Coming speakers and topics include presidential historian and author Michael Beschloss, and Rice University history professor and author Douglas Brinkley, moderated by PBS NewsHour co-anchor Judy Woodruff, on the presidency, May 7; Google vice president and chief Internet evangelist Vinton Cerf, AOL Huffington Post Media Group president and editor-in-chief Arianna Huffington, and CBS News and KCBS technology analyst Larry Magdid, moderated by Frank Sesno, on the Internet and social media, May 28.
Panetta says it is a forum for open and informed talk, a haven in the “partisan conflicts” of an election year.
Last year, former U.S. Sen. Alan Simpson said, “I feel, at the age of 79, I’ve achieved life’s zenith, because I’ve irritated everyone in the U.S.”
Simpson returns April 9 with economist, author and UC Berkeley professor Robert Reich, on the topic of the economy. Panetta says the high-profile odd couple (Simpson is 6 feet 7 inches tall; Reich is 4 feet 10 inches tall) playfully refer to their pairing as “The Long and Short of It.”
But other juxtapositions explain the more thoughtful bipartisan discourse.
“We bring in different views,” Panetta says. “Republican, Democrat, conservative or liberal. It’s worked beautifully.”
Past lectures, covered by C-SPAN, have paired Bush campaign manager Karl Rove and Obama campaign manager David Plouffe, and two former secretaries of the U.S. Housing and Urban Development Department: Jack Kemp, who served under President George Bush, and Henry Cisneros, who served under President Bill Clinton.
Another component of the series, symbiotic with the institute’s other flagship program, Monterey County Reads, brings in students for seminars led by Dr.

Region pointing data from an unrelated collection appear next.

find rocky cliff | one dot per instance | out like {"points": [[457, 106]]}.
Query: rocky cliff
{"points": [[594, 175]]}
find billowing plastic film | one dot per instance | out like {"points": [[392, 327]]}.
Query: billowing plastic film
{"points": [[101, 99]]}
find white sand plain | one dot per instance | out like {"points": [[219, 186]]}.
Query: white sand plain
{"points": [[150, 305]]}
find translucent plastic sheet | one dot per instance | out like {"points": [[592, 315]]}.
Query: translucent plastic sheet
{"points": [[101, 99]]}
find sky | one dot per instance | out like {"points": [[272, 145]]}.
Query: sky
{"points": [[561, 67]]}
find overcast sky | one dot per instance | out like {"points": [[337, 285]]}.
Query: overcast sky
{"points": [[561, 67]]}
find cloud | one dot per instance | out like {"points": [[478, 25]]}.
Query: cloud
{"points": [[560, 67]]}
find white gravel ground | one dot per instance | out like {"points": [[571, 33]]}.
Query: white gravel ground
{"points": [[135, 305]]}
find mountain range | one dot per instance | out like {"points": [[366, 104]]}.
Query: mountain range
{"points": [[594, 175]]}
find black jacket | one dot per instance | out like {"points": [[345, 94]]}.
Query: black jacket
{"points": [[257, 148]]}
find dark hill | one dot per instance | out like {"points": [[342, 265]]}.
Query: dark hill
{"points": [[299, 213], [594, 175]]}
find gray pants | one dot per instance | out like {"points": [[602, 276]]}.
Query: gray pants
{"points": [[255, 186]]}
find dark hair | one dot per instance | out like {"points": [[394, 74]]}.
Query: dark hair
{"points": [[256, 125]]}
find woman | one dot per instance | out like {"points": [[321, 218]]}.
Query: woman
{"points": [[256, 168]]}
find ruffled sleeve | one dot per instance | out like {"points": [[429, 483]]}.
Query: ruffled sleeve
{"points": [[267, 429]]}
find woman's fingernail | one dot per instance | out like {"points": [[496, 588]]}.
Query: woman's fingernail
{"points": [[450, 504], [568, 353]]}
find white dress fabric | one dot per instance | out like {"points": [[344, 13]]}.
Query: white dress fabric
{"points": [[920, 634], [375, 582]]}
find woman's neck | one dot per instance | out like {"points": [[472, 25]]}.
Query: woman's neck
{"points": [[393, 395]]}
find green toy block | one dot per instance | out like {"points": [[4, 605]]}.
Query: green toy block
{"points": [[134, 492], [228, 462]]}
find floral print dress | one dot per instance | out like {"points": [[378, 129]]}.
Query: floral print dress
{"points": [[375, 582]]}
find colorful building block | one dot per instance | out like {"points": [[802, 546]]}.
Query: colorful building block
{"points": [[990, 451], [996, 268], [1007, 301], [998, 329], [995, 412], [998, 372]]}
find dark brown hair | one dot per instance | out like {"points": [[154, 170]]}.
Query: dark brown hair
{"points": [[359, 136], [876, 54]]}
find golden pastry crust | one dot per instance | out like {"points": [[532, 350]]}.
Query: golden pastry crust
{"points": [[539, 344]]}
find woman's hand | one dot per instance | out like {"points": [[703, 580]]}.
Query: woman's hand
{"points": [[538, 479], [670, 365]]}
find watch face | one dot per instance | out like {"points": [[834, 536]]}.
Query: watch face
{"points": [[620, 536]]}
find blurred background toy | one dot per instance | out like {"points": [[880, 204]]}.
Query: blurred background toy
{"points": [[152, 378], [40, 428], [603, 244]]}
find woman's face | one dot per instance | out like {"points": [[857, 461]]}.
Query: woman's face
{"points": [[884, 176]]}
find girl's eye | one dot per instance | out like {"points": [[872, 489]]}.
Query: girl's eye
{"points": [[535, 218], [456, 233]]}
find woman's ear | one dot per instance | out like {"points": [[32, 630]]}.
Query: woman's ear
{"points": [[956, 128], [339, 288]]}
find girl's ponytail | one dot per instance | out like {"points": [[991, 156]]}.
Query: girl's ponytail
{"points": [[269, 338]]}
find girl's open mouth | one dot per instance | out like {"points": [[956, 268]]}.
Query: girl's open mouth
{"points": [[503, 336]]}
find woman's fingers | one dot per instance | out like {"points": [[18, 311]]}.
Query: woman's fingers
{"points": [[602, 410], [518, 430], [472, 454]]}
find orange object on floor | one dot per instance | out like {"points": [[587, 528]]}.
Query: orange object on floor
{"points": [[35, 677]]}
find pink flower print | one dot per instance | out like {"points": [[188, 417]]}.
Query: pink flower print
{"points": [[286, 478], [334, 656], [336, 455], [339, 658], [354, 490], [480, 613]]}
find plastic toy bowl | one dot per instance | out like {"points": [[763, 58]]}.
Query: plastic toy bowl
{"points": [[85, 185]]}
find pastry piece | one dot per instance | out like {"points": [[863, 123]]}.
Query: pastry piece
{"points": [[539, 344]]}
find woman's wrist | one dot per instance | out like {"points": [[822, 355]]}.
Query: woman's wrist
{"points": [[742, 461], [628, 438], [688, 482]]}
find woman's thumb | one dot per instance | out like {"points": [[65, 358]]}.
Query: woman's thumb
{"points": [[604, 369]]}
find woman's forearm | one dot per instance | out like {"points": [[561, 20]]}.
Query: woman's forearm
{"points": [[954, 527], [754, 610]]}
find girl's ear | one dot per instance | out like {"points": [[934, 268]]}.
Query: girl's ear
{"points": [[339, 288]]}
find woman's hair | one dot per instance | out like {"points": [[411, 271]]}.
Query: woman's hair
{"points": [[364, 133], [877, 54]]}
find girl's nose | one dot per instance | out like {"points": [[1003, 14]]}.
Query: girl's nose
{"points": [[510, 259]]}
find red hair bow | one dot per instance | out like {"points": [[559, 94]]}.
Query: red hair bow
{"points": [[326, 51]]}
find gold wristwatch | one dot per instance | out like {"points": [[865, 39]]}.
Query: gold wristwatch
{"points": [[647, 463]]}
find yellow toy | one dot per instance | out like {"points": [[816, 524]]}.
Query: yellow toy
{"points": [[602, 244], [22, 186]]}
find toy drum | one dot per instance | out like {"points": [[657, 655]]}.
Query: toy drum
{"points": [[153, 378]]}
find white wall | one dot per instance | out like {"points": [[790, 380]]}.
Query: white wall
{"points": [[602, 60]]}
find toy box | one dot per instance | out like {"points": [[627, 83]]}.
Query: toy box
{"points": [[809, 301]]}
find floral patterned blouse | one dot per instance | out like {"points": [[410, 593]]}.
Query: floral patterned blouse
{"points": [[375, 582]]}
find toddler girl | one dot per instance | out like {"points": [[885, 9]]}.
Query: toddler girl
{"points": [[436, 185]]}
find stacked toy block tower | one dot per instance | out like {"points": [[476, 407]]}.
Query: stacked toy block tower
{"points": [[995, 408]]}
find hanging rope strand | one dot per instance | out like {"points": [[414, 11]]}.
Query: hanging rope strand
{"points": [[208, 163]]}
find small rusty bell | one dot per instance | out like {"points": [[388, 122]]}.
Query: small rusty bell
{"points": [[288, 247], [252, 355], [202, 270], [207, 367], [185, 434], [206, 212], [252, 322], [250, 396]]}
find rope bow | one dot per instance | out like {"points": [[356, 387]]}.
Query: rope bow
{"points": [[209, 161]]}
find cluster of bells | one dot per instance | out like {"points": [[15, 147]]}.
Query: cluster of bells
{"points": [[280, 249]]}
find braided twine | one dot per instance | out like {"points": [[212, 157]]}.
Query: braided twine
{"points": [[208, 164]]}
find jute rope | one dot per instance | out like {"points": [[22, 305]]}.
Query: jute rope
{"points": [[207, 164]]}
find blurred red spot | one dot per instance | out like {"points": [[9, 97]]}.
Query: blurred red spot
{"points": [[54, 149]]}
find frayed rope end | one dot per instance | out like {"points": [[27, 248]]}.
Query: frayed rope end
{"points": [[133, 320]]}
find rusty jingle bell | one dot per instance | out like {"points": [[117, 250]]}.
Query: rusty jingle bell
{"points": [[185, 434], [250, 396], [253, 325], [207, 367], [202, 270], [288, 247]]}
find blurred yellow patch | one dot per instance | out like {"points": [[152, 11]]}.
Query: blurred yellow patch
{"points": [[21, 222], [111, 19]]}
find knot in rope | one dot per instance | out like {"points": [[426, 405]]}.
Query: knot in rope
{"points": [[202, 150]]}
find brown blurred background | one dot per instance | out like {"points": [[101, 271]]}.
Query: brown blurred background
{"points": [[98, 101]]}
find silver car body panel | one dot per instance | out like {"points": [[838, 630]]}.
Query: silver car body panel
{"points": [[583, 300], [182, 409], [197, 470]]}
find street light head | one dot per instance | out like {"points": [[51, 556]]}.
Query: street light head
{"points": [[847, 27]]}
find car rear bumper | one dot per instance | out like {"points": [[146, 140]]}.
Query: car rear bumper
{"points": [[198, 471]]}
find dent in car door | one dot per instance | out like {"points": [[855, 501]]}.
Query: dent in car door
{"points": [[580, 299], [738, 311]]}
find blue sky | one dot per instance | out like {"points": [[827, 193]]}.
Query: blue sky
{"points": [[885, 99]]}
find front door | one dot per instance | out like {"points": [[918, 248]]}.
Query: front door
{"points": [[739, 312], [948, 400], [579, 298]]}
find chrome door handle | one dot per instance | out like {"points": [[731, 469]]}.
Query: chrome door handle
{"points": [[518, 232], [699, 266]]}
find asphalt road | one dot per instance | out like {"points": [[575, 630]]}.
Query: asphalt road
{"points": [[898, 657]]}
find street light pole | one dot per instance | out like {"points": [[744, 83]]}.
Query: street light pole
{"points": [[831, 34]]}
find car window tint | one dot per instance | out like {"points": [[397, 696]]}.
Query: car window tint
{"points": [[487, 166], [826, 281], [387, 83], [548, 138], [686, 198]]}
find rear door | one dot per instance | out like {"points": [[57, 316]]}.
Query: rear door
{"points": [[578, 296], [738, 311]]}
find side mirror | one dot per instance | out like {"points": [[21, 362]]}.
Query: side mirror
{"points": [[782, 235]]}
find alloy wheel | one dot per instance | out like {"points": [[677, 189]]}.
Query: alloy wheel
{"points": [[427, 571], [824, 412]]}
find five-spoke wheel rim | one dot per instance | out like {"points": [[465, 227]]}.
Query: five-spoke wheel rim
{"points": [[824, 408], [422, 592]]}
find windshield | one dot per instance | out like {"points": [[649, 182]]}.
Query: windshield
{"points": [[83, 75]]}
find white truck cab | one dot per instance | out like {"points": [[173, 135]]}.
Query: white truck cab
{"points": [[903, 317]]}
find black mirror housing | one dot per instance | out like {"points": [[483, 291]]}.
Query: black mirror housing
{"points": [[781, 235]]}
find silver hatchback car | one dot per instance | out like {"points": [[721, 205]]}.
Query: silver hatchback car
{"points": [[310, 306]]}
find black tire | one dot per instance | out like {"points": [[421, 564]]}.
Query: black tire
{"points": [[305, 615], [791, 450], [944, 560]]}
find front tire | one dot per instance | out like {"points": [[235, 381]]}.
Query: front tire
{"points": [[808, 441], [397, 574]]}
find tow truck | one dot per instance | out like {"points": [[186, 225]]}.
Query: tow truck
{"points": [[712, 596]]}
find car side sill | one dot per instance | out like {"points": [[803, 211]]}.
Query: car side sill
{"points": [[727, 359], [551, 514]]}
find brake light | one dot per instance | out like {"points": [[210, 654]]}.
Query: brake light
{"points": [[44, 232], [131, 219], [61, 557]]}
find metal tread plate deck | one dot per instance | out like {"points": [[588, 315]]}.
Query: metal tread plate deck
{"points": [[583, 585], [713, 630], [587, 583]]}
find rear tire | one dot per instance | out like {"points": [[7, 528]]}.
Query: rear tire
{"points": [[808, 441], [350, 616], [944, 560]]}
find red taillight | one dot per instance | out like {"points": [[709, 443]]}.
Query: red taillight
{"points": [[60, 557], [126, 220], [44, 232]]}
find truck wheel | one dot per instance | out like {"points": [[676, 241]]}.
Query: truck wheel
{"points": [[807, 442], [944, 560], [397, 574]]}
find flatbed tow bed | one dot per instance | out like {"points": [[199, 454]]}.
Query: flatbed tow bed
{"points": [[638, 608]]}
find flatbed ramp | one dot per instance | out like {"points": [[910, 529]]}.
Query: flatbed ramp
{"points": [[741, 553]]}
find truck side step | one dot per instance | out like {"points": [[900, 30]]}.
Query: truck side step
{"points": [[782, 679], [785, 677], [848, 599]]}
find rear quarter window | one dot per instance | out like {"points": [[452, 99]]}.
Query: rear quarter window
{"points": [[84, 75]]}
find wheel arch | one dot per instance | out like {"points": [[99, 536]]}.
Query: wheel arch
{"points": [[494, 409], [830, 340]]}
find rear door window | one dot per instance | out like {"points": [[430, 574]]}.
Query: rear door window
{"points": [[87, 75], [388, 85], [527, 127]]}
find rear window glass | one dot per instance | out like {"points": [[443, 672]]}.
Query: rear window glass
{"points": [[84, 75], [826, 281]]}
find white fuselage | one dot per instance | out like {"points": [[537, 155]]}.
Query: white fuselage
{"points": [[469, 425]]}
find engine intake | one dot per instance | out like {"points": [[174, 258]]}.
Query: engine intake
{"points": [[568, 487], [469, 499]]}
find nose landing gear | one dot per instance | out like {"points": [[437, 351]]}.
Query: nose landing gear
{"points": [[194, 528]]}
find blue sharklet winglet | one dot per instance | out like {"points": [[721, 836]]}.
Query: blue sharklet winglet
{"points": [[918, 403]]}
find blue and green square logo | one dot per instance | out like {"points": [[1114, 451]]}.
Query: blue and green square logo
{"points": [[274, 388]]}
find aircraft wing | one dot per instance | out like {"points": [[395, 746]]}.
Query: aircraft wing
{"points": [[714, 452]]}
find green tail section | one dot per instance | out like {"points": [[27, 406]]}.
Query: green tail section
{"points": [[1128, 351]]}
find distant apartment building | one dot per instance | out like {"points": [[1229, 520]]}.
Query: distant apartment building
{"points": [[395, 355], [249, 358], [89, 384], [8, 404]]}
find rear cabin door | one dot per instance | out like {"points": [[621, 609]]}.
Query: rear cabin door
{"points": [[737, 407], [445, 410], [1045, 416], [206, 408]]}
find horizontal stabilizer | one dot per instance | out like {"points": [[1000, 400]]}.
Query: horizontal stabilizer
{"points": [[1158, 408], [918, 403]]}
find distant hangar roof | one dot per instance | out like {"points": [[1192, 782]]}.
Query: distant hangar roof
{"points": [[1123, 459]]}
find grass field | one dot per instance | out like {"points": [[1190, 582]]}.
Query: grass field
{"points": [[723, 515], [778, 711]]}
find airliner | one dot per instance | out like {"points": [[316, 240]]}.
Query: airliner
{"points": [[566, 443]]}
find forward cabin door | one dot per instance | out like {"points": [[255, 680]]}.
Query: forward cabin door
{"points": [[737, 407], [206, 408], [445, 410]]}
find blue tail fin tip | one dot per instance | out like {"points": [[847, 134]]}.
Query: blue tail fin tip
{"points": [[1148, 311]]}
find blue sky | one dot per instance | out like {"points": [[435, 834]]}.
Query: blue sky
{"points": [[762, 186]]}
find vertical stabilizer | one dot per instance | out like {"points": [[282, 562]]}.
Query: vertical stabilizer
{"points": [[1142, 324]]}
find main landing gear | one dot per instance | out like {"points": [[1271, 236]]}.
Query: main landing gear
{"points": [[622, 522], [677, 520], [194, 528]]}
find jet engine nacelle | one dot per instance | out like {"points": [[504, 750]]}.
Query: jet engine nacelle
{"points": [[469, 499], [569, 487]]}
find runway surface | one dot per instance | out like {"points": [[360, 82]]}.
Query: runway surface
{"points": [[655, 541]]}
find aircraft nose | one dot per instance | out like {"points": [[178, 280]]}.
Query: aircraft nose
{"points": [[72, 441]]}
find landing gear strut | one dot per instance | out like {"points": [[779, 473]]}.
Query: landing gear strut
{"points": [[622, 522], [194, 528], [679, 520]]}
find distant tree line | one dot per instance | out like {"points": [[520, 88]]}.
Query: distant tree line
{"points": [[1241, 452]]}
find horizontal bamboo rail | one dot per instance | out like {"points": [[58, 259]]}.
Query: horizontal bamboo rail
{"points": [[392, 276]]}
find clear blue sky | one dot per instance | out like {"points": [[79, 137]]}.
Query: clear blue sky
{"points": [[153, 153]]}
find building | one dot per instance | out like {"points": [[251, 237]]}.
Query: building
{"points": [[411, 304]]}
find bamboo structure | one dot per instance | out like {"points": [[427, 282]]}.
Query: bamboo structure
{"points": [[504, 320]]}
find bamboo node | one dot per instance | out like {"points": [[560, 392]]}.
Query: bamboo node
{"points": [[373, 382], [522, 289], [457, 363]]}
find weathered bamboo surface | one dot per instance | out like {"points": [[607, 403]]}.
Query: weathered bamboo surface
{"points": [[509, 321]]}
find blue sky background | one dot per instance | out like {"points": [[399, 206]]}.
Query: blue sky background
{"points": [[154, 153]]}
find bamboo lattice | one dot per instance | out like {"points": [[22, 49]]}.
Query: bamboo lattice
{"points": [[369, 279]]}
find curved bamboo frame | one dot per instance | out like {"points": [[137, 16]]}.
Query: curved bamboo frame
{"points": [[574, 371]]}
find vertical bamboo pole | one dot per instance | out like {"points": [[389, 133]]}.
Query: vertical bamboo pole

Richard Kezirian, former history chair at Monterey Peninsula College.
“We like to make sure we prepare and include students,” Panetta says, “particularly from underserved communities.”
The live audience lectures often sell out, but $40 stand-by tickets are available, and the series is broadcast live on MCAET public access channels 26 (Comcast), 104 (Comcast Hometown Network), 29 and 8 (Charter Cable) and 26 (Suddenlink), radio station KAZU 90.3FM, and streamed at http://media.csumb.edu/stream.html. Video archives of past lectures can be viewed at www.panettainstitite.org.
“We’re 3,000 miles away from Washington,” Panetta says. “You cannot participate in a democracy without information.”